Albert Einstein is quoted as saying, “in the midst of every crisis lies great opportunity.” This is something Julie Priestley can relate to, having seen her small town pharmacy suffer extensive smoke damage from a neighboring apartment fire in June 2020. We recently spoke to Priestley about being displaced during a pandemic, how family rallied to help relocate and remodel, and how Dowd Drug is thriving post-fire.
The Family Business
From an early age, Julie Priestley (formerly Vandevanter) knew she wanted to be a pharmacist. She was inspired by her father, Jim, who was a community pharmacist in their hometown of Guthrie Center, IA, located about one hour west of Des Moines. Julie’s mother, Janice, did the accounting. The couple purchased Dowd Drug, the store Julie now owns, in 1981 from the Dowd Brothers. Dowd Drug had been a fixture in Guthrie Center since 1906, so they decided not to change the name.
“They kept the name instead of going with Vandevanter Drug,” Julie laughed.
After graduating from pharmacy school at Drake University in 2003, Julie returned home to work for her father as a staff pharmacist, a role she kept for 15 years. When her father decided to retire in 2018, Julie bought the business.
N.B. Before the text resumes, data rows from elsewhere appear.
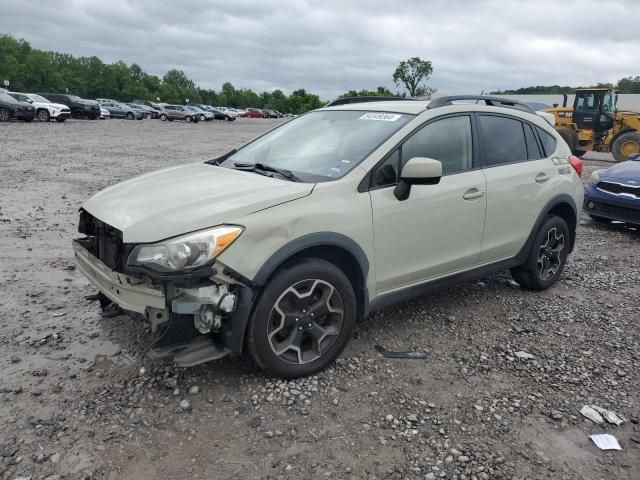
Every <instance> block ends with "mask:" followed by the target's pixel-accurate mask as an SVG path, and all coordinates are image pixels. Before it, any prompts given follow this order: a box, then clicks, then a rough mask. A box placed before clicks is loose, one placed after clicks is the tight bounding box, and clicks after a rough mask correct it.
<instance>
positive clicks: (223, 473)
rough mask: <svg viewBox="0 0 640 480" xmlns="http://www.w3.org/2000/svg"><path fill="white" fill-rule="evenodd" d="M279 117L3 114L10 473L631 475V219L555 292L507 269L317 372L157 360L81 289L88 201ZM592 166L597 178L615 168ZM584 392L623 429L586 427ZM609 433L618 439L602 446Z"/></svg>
mask: <svg viewBox="0 0 640 480" xmlns="http://www.w3.org/2000/svg"><path fill="white" fill-rule="evenodd" d="M276 123H277V121H275V120H248V119H246V120H245V119H241V120H239V121H237V122H233V123H225V122H221V123H217V122H216V123H199V124H197V125H187V124H182V123H178V122H173V123H161V122H158V121H152V120H145V121H142V122H128V121H119V120H109V121H104V122H99V121H94V122H91V121H85V122H83V121H69V122H66V123H64V124H57V123H52V124H39V123H37V122H34V123H33V124H16V123H13V124H5V125H2V126H0V138H2V141H1V149H0V152H1V158H2V161H1V168H2V175H1V177H0V291H1V292H2V295H0V368H1V369H2V373H1V374H0V379H1V380H0V479H2V480H5V479H11V480H13V479H16V478H32V479H43V478H46V479H48V480H55V479H79V478H87V479H88V478H91V479H94V478H95V479H109V480H116V479H133V480H138V479H187V478H189V479H190V478H200V479H217V478H220V479H244V478H249V479H254V478H255V479H263V478H264V479H267V478H269V479H307V478H311V479H324V478H338V479H382V478H385V479H387V478H390V479H401V478H407V479H437V478H446V479H459V480H463V479H474V480H476V479H480V480H485V479H513V480H516V479H518V480H523V479H538V478H540V479H567V480H569V479H576V480H578V479H580V480H583V479H598V480H599V479H603V480H611V479H622V480H624V479H628V480H631V479H636V480H637V479H638V478H640V444H637V443H634V442H633V441H632V440H631V438H632V437H640V425H638V422H639V419H640V406H639V403H638V402H639V399H638V393H639V392H640V375H639V374H638V371H639V369H640V331H639V329H638V320H639V319H640V314H639V309H638V305H639V304H640V286H639V285H640V273H639V272H640V253H639V252H640V249H639V248H638V244H639V242H640V233H639V232H638V231H636V230H633V229H628V228H625V227H624V226H622V225H611V226H600V225H596V224H594V223H592V222H590V221H589V220H587V219H586V218H585V219H583V220H582V222H581V225H580V227H579V229H578V240H577V247H576V251H575V253H574V254H573V255H572V256H571V257H570V259H569V262H568V264H567V268H566V270H565V273H564V276H563V278H562V279H561V281H560V282H559V283H558V284H557V285H556V286H555V287H554V288H552V289H551V290H549V291H546V292H543V293H531V292H526V291H522V290H521V289H519V288H518V287H517V286H516V285H515V284H514V282H512V281H511V279H510V277H509V276H508V275H507V274H499V275H496V276H492V277H488V278H486V279H483V280H482V281H475V282H470V283H465V284H461V285H458V286H455V287H452V288H449V289H447V290H444V291H440V292H437V293H433V294H431V295H430V296H429V297H425V298H422V299H419V300H416V301H413V302H409V303H405V304H403V305H400V306H398V307H395V308H391V309H388V310H385V311H382V312H378V313H376V314H374V315H372V316H371V317H370V318H368V319H367V320H366V321H365V322H364V323H363V324H362V325H360V326H359V328H358V329H357V332H356V336H355V338H354V339H353V341H352V342H351V344H350V346H349V347H348V348H347V350H346V351H345V353H344V354H343V356H342V358H341V359H340V360H339V361H338V362H337V363H336V364H335V366H334V367H332V368H330V369H328V370H327V371H325V372H323V373H322V374H320V375H318V376H315V377H312V378H307V379H304V380H299V381H295V382H283V381H280V380H277V379H272V378H266V377H265V376H264V375H262V374H261V373H260V372H259V371H257V370H256V369H255V367H254V366H253V365H252V364H251V362H250V361H248V360H247V359H245V358H226V359H223V360H221V361H218V362H214V363H211V364H208V365H203V366H200V367H196V368H192V369H175V368H172V367H169V366H165V365H158V364H150V363H148V362H146V361H145V360H144V359H143V358H142V353H143V352H144V350H145V348H147V346H148V341H149V331H148V329H147V328H146V327H145V326H144V324H142V323H141V322H139V321H138V320H137V319H136V318H131V317H128V316H119V317H116V318H111V319H102V318H101V317H100V316H99V315H98V311H97V308H96V305H95V304H94V303H90V302H88V301H86V300H84V297H85V296H86V295H88V294H90V293H93V291H94V290H93V289H92V288H91V287H90V285H89V284H88V282H87V281H86V280H85V279H84V278H83V277H82V276H81V275H80V274H79V273H78V272H76V271H75V270H74V266H73V256H72V251H71V246H70V240H71V239H72V238H73V237H74V236H76V223H77V210H78V208H79V206H80V205H81V203H82V202H83V201H84V200H85V199H86V198H88V197H89V196H90V195H91V194H93V193H95V192H97V191H98V190H100V189H101V188H103V187H106V186H107V185H110V184H112V183H114V182H117V181H120V180H124V179H126V178H129V177H132V176H134V175H137V174H140V173H143V172H147V171H150V170H153V169H157V168H160V167H164V166H169V165H174V164H178V163H184V162H190V161H199V160H205V159H208V158H212V157H214V156H216V155H217V154H220V153H223V152H225V151H226V150H228V149H229V148H231V147H233V146H236V145H239V144H242V143H243V142H245V141H246V140H247V139H249V138H251V137H253V136H255V135H257V134H258V133H260V132H262V131H264V130H265V129H266V128H268V127H270V126H272V125H274V124H276ZM587 158H595V160H592V161H587V162H586V175H585V177H586V176H587V175H588V174H589V173H590V171H592V170H593V169H594V168H597V167H599V166H602V165H606V164H605V163H603V161H606V160H608V156H602V155H600V156H592V157H587ZM377 343H380V344H382V345H384V346H385V347H386V348H387V349H390V350H426V351H427V352H429V355H428V357H427V358H426V359H420V360H415V359H412V360H406V359H387V358H384V357H383V356H381V355H380V354H379V353H377V352H376V350H375V349H374V346H375V345H376V344H377ZM522 352H525V353H526V354H529V355H526V354H524V355H523V353H522ZM584 405H597V406H600V407H604V408H607V409H610V410H613V411H614V412H616V413H617V414H618V415H620V416H622V417H623V418H624V419H625V422H624V423H623V424H622V425H621V426H618V427H616V426H613V425H602V426H599V425H596V424H594V423H591V422H590V421H589V420H586V419H585V418H583V417H582V416H581V415H580V413H579V412H580V409H581V408H582V407H583V406H584ZM600 432H608V433H612V434H614V435H615V436H616V437H617V439H618V440H619V441H620V444H621V445H622V447H623V450H622V451H608V452H604V451H600V450H598V449H597V448H596V447H595V445H594V444H593V443H592V442H591V441H590V439H589V437H588V435H589V434H592V433H600Z"/></svg>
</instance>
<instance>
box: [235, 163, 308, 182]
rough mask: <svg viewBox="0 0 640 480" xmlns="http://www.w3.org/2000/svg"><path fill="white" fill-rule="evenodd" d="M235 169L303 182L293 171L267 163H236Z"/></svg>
mask: <svg viewBox="0 0 640 480" xmlns="http://www.w3.org/2000/svg"><path fill="white" fill-rule="evenodd" d="M233 166H234V168H235V169H237V170H243V171H246V172H255V173H259V174H261V175H264V173H263V172H273V173H277V174H278V175H280V176H282V177H284V178H286V179H288V180H291V181H292V182H302V179H301V178H299V177H297V176H296V175H294V174H293V172H292V171H291V170H285V169H284V168H276V167H272V166H271V165H267V164H266V163H240V162H236V163H234V164H233Z"/></svg>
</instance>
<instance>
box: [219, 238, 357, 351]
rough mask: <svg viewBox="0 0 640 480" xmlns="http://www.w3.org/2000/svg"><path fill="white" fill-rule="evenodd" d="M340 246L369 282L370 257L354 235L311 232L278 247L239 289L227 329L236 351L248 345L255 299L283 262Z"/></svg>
mask: <svg viewBox="0 0 640 480" xmlns="http://www.w3.org/2000/svg"><path fill="white" fill-rule="evenodd" d="M326 246H333V247H339V248H342V249H344V250H346V251H347V252H349V253H350V254H351V255H353V257H354V258H355V259H356V261H357V262H358V265H359V266H360V270H361V271H362V277H363V279H364V283H365V285H366V281H367V276H368V275H369V260H368V259H367V256H366V254H365V253H364V250H362V247H360V245H358V244H357V243H356V242H355V241H354V240H352V239H351V238H349V237H347V236H345V235H342V234H340V233H334V232H318V233H310V234H308V235H304V236H302V237H299V238H296V239H295V240H292V241H291V242H289V243H287V244H286V245H284V246H283V247H281V248H280V249H279V250H277V251H276V252H275V253H274V254H273V255H271V257H269V259H268V260H267V261H266V262H265V263H264V264H263V265H262V267H260V270H258V273H257V274H256V276H255V277H254V278H253V280H252V281H251V284H250V285H247V286H242V287H241V288H240V289H239V292H238V293H239V298H238V305H237V307H236V311H235V312H234V314H233V318H232V320H231V328H230V329H229V330H227V332H225V344H226V345H227V347H228V348H229V349H230V350H231V351H232V352H233V353H237V354H240V353H242V348H243V346H244V336H245V332H246V329H247V324H248V323H249V317H250V316H251V312H252V311H253V306H254V302H255V300H256V299H257V298H258V294H259V291H260V289H261V288H262V287H263V286H264V285H265V283H266V282H267V280H268V279H269V277H270V276H271V275H272V274H273V272H275V271H276V269H277V268H278V267H279V266H280V265H282V264H283V263H284V262H285V261H286V260H287V259H289V258H291V257H292V256H293V255H295V254H297V253H300V252H302V251H303V250H306V249H308V248H312V247H326ZM363 297H364V298H363V299H364V305H363V309H364V312H365V316H366V313H368V304H369V296H368V292H367V289H366V286H364V292H363Z"/></svg>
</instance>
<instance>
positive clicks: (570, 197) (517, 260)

At the same time, Julie’s sister, Jane, purchased their parents’ other pharmacy in nearby Adel.
“It’s what we’ve always wanted to do,” Julie said, referring to being second-generation pharmacists and advancing the family business. “It’s a blessing to be here.”
But it hasn’t been easy, especially recently. Julie received a call she’ll never forget in the late evening of June 25, 2020. The voice on the other end said the building attached to Dowd Drug was on fire.
While Julie’s store was able to avoid structural damage, it suffered complete smoke damage and some water damage. Her entire store was caked in soot.
“If you picked up a pen off the counter, you could tell where it was sitting,” Julie said. “If you picked something off the floor, you could tell where it was sitting.”
Julie and family were able save some computer equipment by quickly grabbing it while the fire was still being fought next door. Her drug inventory, however, could not be salvaged. The Board of Pharmacy determined all of the pharmacy’s drugs were ruined, meaning she would have to restock her entire inventory.
The Crisis Response
Amazingly, Dowd Drug was back up and running in a limited capacity 24 hours later, thanks to an available vacant building across the street. After contacting the building’s owner, Julie was able to start moving things in one day after the fire. Once the computers were hooked up and phones lines were restored, Julie and her staff began taking and making calls.
The family’s other store in Adel, about 30 minutes away, played a crucial role in allowing Dowd Drug to continue serving patients in the early days after the fire.
“We could transfer prescriptions over there if we needed to or bring drugs in until we could replenish our supply,” Julie said. “We didn’t have many people move on to other pharmacies. Because of the situation we were in, they tried to work with us in any way they could and stay with us.”
In addition to dealing with the logistics of sorting through inventory and expediting a license transfer, Julie also had to figure out what to do with the store’s robust gift section. The temporary building didn’t have enough room, so Julie used another vacant building on the same block to serve as Dowd Drug’s gift shop. Ironically, her grandfather ran a shoe store in the same building decades ago.
Dowd Drug operated out of the two temporary locations for eight months while remodeling took place across the street. During flu season, Julie and her staff administered flu shots both curbside and in a makeshift consultation room. Additionally, the store satisfied the high demand for curbside pickup due to the pandemic.
“There was a lot of running back and forth,” Julie said.
Not surprisingly, her experienced father was there to help during this challenging time.
“He was kind of like my project manager,” Julie said. “He was here almost every day overseeing the construction company and helping me with anything I needed.”
With the help of close and extended family, Dowd Drug returned to its original location in February 2021, on the coldest day of the year (of course). Being forced to remodel allowed for a total redesign, including doubling the size of the pharmacy’s consultation room. This allowed for efficient delivery of the COVID-19 vaccine, which the store gained access to just two days after reopening.
“Our consultation room was small and cramped,” Julie said. “Now we can do multiple shots if we need to.”
A conference room was also included in the redesign. They used it as second location for administering the COVID-19 vaccine when demand was highest.
“When you look back at everything, it was a blessing because I never would’ve been able to do this remodel and better serve our customers.”
Julie’s story serves as proof that every crisis has a silver lining.